Representatives from the Hawke’s Bay, Horizons and Greater Wellington Regional Councils and the Department of Conservation met recently to consider opportunities for strategic alliances to improve natural resource and natural hazard management in the lower North Island.
The group agreed to identify initiatives where they could work together on gaps and opportunities that would benefit from a combined approach. The initial areas being looked into include science and technical information and capability sharing, biodiversity and biosecurity, regional park management and community engagement.
“The aim is to make it easier for all involved in natural resource management to act collectively in the best interests of the region and New Zealand as a whole, “says HBRC Chief Executive, Andrew Newman.
“The group believes effective strategic alliances will deliver better results and more value to the community with increased social, environmental, cultural and economic benefits across the region.”
Those attending the meeting say they recognise that investment in caring for the natural environment underpins the overall state and wellbeing of the economy. But they are also aware natural resource management is complex and expensive, and solutions don’t always fit within administrative boundaries. Therefore they believe they need to look more closely at ways they can solve problems together that can’t be solved separately.
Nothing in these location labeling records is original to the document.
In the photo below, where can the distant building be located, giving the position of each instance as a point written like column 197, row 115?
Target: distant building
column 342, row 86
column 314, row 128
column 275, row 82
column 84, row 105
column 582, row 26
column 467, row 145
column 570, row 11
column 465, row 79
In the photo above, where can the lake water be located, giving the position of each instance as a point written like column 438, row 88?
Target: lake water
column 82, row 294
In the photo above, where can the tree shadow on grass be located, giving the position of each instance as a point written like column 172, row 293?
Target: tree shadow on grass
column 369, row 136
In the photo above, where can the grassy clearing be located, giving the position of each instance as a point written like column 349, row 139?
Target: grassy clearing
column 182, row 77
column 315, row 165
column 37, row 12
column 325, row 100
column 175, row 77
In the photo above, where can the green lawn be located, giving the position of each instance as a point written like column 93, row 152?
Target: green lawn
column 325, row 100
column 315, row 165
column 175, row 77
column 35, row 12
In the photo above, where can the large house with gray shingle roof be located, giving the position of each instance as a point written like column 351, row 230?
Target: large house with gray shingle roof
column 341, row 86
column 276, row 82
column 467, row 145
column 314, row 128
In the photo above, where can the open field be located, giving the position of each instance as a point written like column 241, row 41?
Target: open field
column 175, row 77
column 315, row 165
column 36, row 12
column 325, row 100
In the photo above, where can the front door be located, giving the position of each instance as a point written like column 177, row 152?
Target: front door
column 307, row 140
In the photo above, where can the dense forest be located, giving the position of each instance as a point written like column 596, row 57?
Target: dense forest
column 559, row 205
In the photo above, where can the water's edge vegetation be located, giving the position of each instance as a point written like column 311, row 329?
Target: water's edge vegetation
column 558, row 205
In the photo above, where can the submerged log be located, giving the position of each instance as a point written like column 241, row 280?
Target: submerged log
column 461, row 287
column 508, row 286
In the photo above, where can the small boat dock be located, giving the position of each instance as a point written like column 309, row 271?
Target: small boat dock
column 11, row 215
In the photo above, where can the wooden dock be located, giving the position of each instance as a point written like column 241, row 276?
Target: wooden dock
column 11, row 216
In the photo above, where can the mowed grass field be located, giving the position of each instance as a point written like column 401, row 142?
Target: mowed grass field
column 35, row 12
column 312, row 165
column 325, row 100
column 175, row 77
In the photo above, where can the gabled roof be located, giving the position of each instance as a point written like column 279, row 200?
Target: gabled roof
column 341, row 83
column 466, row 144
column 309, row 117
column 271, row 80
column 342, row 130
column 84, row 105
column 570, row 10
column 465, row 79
The discussions come after comments to the Chief Executives’ Forum from DoC Director General Al Morrison highlighting the opportunities and benefits for natural resource and natural hazard management from a more collaborative approach between Regional Councils and DoC.
He sees the initiative as an exciting step towards greater cooperation between regional councils and DoC, leading to better conservation and environmental outcomes.
“Together we can work more effectively and efficiently and achieve better results and we need to explore every potential avenue to do so,” says Al Morrison.
“This partnership plan signals recognition that all our land and water, whoever is the steward of them, need to be managed in a way that acknowledges that our prosperity depends on our ability to live in harmony with nature. Nature does not respect boundaries, and that means we have to manage our precious and scarce natural resources together for the best outcomes,” Mr Morrison concluded.